Two further points arise from the case. The first is the use of what may be termed justificatory clauses in legislation. Section 9 seeks to justify the exile of the population by claiming that the territory was constituted for defence purposes. The judge stated [para 167] “It is unusual to see the purpose for a provision embodied in the provision itself, they are not in a recital, but in my judgment that simply reinforces the force necessary to remove a fundamental right.” Section 9 isn’t quite a purpose clause. It isn’t quite a recital of the sort that one would find preceding EU legislation. Nor is it quite a preamble one would find at the start of old UK Acts. It is more an attempt to make something a legal fact by stating it in legislation, something that, in a different context,  Adam Tuckercharacterised as “a legal fiction.”  The difficulty with this kind of justificatory clause is when reality bites and the justification no longer holds, as was considered to be the case here.

The second legal aside is the rather dubious argument put forward by the Commissioner of BIOT that the court had no jurisdiction to hear the case as the 2004 Order was made by the Crown “in right of the UK”, not “in right of BIOT”. If successful, only the UK courts would have jurisdiction to hear the case. This highlights the absurdity of Royal Prerogative legislation, as it requires the reader to ascertain which particular crown the monarch is wearing- their UK Crown, or their BIOT Crown, or perhaps their Crown as monarch of the single, undivided realm. For the Commissioner to succeed they would have to prove it was the UK Crown. This is notwithstanding that it is called the BIOT Constitution Order, published only in the BIOT Gazette and not anywhere in the UK, forming part of the law of BIOT, applying only in BIOT, enforceable in BIOT by the BIOT immigration officer. Thankfully, the judge dismissed this argument as “fanciful” [para 149].

Conclusion

In conclusion, the BIOT Constitution highlights the very worst of law-making using the Royal Prerogative. Although entitled “Constitution”, the only thing it does for its people is to exile them. It offends democratic norms as it was made by a UK Minister thousands of miles away, and not by the people affected by it. It undermines the rule of law as it is deliberately made inaccessible. The outcome was the exile of between 869 and 1500 Chagossians who now live scattered around the globe.

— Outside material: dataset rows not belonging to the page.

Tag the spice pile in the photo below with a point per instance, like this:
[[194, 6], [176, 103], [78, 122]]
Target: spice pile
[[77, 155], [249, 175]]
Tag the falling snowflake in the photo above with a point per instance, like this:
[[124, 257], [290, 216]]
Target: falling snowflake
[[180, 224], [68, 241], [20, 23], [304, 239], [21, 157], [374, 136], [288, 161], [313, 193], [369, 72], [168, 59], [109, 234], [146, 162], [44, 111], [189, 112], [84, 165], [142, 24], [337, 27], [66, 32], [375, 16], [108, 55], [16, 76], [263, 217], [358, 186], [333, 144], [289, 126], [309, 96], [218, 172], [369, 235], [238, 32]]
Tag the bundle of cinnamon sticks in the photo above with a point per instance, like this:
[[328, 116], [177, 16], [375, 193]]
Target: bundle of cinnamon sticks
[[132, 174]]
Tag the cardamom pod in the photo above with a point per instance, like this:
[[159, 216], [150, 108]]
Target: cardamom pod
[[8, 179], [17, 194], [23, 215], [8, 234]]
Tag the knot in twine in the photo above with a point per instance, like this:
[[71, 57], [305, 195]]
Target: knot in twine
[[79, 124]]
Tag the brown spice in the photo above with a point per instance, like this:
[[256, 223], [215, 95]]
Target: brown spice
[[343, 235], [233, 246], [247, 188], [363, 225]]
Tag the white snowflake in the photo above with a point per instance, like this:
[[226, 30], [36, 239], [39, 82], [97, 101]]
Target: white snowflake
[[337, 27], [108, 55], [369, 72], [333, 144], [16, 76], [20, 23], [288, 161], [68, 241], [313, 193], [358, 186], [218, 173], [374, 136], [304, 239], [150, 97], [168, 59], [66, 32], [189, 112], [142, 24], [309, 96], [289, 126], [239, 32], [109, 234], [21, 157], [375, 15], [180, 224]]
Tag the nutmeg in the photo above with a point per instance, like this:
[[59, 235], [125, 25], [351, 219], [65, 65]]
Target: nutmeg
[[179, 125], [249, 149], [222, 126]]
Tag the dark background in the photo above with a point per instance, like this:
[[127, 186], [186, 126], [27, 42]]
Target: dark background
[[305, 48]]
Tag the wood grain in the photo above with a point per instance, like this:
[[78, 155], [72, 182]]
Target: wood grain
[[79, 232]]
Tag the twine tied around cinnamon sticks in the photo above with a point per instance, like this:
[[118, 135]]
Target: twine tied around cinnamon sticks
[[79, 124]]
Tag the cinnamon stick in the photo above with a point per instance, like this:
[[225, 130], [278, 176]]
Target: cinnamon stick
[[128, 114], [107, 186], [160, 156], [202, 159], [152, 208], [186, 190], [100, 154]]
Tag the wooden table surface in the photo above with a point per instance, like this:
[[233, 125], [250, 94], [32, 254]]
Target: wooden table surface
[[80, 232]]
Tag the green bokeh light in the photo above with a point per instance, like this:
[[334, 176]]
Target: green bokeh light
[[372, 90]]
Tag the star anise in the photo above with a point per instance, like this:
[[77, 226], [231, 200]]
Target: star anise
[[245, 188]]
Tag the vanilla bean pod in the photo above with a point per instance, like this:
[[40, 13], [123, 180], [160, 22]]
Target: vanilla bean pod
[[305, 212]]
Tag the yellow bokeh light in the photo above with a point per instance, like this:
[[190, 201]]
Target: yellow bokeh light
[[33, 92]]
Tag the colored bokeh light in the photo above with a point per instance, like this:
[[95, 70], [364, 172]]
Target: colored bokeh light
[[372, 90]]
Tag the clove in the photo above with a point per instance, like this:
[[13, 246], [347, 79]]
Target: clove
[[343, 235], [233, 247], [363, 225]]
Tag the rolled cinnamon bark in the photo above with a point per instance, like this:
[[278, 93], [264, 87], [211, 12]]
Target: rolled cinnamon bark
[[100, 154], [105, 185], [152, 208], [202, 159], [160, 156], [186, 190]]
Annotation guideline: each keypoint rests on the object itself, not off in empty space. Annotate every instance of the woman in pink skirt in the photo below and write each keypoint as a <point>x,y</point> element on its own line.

R v Mandarin has shone a light on the unjustified and archaic use of Royal Prerogative legislation. It is enough to repeat the actual text of the 2004 Order. It begins by stating that: 

At Court at Buckingham Palace on 10 June 2004 …The Queen’s Most Excellent Majesty in Council… is pleased, by and with the advice of Her Privy Council, to order, and it is hereby ordered, as follows 

Elizabeth II was pleased to order, in section 9, that her subjects, the Chagossians, had no lawful right of abode in the Chagos Islands.

Dr Ronan Cormacain, Consultant Legislative Counsel

My thanks to David Snoxell, Coordinator of the Chagos Islands APPG, Deputy Commissioner of BIOT (1995-97) and British High Commissioner to Mauritius (2000-04), and to Richard Dunne for their assistance with this paper. Any errors remain my own.